A Practical Introduction to LLMs, Chatbots, and Dashboards

Daniel Chen, MPH, PhD

Hello

Daniel Chen

What I do

  • Lecturer, UBC Statistics, MDS-Vancouver
    • DSCI 100, DSCI 310, MDS
  • Data Science Educator, Posit, PBC
    • Talks, Workshops, Documentation
    • Shiny for Python
    • Get things working for the MDS team

Daniel Chen

What I’ve done

  • Macaulay Honors College CUNY Hunter College
    • Psychology + Neuroscience: Learning and memory
  • Columbia University Mailman School of Public Health
    • Epidemiology: Spread of ideas in social networks
  • Virginia Tech
    • Data science education in biomedical sciences

Daniel Chen

What I enjoy

Daniel Chen Daniel Chen

A Practical Introduction to LLMs

Poll: How skeptical are you about LLMs?

By a show of hands …

Very skeptical

Skeptical

Neutral

Promising

Embrace all the hype!

Passing along what I learned

https://www.youtube.com/watch?v=owDd1CJ17uQ

posit::conf(2025)

https://posit-conf-2025.github.io/llm/

LLMs aren’t capable

Hallucinations?

https://arxiv.org/abs/2502.15840

Draw ASCII

Draw an intricate piece of ASCII art

Draw ASCII

Draw an intricate piece of ASCII art

LLMs have a bad rep(utation)

  • Can LLMs produce trustworthy results?
  • Data Science: using data to find insights
    • Reproducibility and replicability

What would make “good” data science?

  • Correct: Are your results correct? did you use the correct methods?
  • Transparent: Am I able to audit and inspect your work … easily?
  • Reproducible/replicable: Can others come to the same conclusion?

But these are everything LLMs are notoriously bad at!

Can it count? Anthropic

import chatlas as clt

import json
import numpy as np


def len_ai(n):
    values = np.random.rand(n).tolist()
    chat = clt.ChatAnthropic(model="claude-sonnet-4-0")
    return chat.chat("How long is this array", json.dumps(values))

Results

len_ai(10)
This array has a length of 10 elements.

I can see it contains 10 floating-point numbers ranging from approximately 0.024 to 0.930.

Results

len_ai(100)
I'll count the elements in this array for you.

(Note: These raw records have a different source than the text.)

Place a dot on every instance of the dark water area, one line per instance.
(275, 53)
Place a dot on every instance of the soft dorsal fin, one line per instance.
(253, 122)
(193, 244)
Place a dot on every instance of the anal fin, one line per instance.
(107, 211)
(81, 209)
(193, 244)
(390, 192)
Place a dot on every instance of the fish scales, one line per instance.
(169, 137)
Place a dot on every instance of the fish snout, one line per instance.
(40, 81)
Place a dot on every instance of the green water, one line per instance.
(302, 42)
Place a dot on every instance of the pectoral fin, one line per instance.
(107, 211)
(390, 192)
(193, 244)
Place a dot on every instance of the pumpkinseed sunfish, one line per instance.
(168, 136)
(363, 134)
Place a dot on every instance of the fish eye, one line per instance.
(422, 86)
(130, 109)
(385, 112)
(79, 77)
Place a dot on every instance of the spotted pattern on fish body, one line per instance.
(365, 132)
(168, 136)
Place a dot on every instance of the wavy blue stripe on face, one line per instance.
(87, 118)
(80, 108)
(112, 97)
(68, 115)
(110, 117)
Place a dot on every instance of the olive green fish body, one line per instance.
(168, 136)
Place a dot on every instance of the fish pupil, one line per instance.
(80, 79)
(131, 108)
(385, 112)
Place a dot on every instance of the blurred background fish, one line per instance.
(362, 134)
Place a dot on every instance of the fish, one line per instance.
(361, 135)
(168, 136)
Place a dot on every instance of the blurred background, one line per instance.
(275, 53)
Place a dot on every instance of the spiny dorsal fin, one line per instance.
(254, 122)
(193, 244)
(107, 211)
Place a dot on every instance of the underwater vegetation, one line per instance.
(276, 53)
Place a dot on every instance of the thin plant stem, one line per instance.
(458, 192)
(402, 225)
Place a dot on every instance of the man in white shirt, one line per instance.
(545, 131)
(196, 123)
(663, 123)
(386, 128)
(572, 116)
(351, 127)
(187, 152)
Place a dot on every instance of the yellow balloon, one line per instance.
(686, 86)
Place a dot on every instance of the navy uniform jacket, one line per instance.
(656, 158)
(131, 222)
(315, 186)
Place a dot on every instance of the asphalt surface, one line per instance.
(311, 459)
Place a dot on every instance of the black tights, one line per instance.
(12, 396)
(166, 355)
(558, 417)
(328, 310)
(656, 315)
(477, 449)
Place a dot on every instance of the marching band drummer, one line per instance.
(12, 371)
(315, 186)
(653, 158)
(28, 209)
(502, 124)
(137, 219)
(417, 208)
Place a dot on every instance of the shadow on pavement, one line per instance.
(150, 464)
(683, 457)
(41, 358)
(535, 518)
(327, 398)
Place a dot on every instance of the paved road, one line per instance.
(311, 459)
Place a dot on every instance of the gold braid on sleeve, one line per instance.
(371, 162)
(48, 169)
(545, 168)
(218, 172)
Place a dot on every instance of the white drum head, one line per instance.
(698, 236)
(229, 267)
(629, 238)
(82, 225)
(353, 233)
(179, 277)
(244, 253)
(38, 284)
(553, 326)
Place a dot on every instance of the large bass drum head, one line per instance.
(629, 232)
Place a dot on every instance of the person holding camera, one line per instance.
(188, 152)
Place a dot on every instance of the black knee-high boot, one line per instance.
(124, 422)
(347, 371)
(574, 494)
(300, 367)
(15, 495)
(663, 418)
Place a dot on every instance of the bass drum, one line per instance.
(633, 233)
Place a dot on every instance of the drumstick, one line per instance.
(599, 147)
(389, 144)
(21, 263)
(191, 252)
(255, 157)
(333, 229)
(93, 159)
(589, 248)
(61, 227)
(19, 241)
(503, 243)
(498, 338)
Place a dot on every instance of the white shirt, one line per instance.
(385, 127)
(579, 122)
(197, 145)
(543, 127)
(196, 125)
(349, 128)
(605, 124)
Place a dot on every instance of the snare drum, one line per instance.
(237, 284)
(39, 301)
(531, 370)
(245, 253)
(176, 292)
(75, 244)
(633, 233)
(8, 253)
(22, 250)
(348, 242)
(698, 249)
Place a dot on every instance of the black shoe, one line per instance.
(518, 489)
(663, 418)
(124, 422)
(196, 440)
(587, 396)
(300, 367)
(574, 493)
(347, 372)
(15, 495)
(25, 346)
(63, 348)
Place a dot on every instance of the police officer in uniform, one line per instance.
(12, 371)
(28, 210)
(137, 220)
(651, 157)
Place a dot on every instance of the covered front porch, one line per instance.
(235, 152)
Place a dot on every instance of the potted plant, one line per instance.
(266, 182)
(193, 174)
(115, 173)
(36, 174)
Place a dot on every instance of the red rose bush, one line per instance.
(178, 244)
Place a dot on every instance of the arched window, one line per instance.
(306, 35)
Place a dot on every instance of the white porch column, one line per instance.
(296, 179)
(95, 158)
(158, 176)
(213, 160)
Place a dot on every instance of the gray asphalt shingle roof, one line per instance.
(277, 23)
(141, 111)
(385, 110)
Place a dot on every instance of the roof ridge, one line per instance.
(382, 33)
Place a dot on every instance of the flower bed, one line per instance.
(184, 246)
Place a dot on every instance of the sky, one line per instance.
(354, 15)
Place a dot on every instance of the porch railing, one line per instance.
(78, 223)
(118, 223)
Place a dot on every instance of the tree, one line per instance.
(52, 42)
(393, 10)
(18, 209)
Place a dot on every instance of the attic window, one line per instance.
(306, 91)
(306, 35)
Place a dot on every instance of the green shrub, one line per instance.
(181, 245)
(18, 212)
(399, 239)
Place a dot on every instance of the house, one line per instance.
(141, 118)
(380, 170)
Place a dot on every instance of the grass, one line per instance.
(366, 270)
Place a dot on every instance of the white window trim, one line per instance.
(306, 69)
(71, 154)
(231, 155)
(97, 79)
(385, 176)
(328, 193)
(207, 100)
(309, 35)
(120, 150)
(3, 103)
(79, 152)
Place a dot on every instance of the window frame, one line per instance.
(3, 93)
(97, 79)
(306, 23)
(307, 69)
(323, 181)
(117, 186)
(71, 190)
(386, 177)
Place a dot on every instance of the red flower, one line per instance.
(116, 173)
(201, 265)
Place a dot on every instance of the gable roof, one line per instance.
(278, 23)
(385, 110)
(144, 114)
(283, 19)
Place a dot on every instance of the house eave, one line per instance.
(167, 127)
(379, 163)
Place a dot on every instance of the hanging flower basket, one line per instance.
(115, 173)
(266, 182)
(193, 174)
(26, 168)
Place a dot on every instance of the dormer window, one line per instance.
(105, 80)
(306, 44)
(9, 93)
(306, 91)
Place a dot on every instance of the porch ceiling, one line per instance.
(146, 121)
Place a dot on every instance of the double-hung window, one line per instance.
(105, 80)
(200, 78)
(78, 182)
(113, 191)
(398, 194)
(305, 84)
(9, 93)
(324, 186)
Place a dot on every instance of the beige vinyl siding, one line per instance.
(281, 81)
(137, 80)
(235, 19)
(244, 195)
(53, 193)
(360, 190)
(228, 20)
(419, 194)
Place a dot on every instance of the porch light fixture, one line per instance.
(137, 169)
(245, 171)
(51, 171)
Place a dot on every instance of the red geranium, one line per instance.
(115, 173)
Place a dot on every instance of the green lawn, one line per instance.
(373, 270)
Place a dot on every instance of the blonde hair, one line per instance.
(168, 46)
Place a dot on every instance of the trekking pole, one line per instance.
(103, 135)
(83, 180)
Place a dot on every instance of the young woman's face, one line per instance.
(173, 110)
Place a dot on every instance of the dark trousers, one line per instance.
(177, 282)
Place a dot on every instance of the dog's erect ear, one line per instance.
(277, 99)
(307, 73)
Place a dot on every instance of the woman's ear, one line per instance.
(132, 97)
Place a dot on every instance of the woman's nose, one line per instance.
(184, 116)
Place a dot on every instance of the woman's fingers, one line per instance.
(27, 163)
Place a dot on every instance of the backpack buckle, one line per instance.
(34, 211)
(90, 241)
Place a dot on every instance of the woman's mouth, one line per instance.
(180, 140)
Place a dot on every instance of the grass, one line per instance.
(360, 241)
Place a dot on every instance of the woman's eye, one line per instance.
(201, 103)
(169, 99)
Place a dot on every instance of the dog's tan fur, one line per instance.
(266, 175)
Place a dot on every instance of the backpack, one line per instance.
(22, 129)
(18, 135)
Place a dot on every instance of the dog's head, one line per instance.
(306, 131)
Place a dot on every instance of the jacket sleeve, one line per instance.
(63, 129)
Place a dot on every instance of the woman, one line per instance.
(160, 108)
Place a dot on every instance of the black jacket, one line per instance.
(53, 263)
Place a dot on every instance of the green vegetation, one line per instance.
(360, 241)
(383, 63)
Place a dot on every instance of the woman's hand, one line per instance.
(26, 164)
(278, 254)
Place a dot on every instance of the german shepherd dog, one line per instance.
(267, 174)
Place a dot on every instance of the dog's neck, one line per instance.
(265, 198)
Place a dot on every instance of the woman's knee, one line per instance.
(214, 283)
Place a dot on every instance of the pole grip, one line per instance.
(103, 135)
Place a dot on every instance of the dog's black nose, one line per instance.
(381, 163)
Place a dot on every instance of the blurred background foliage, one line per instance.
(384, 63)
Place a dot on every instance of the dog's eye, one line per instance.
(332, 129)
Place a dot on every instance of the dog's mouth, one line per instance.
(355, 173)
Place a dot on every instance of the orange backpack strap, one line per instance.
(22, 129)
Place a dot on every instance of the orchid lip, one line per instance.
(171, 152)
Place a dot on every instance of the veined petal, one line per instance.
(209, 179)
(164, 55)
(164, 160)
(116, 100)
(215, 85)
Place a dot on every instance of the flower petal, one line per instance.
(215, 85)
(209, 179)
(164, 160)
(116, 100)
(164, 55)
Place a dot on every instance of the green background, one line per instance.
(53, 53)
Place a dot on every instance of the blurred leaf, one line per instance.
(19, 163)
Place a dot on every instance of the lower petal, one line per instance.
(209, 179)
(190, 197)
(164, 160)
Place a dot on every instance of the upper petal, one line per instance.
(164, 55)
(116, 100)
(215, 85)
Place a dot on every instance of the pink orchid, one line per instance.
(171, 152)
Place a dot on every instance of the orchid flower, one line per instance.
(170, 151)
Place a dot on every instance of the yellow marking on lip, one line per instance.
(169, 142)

Let me go through and count each element:

Counting all the decimal numbers in the array, I get 100 elements.

So the length of this array is 100.

Results

len_ai(1000)
To find the length of this array, I need to count all the elements in it.

Let me count the floating-point numbers in the array:

Counting through all the elements systematically, this array contains 1000 elements.

Results

len_ai(10_000)
Looking at the array you've provided, I can count the elements to determine its length.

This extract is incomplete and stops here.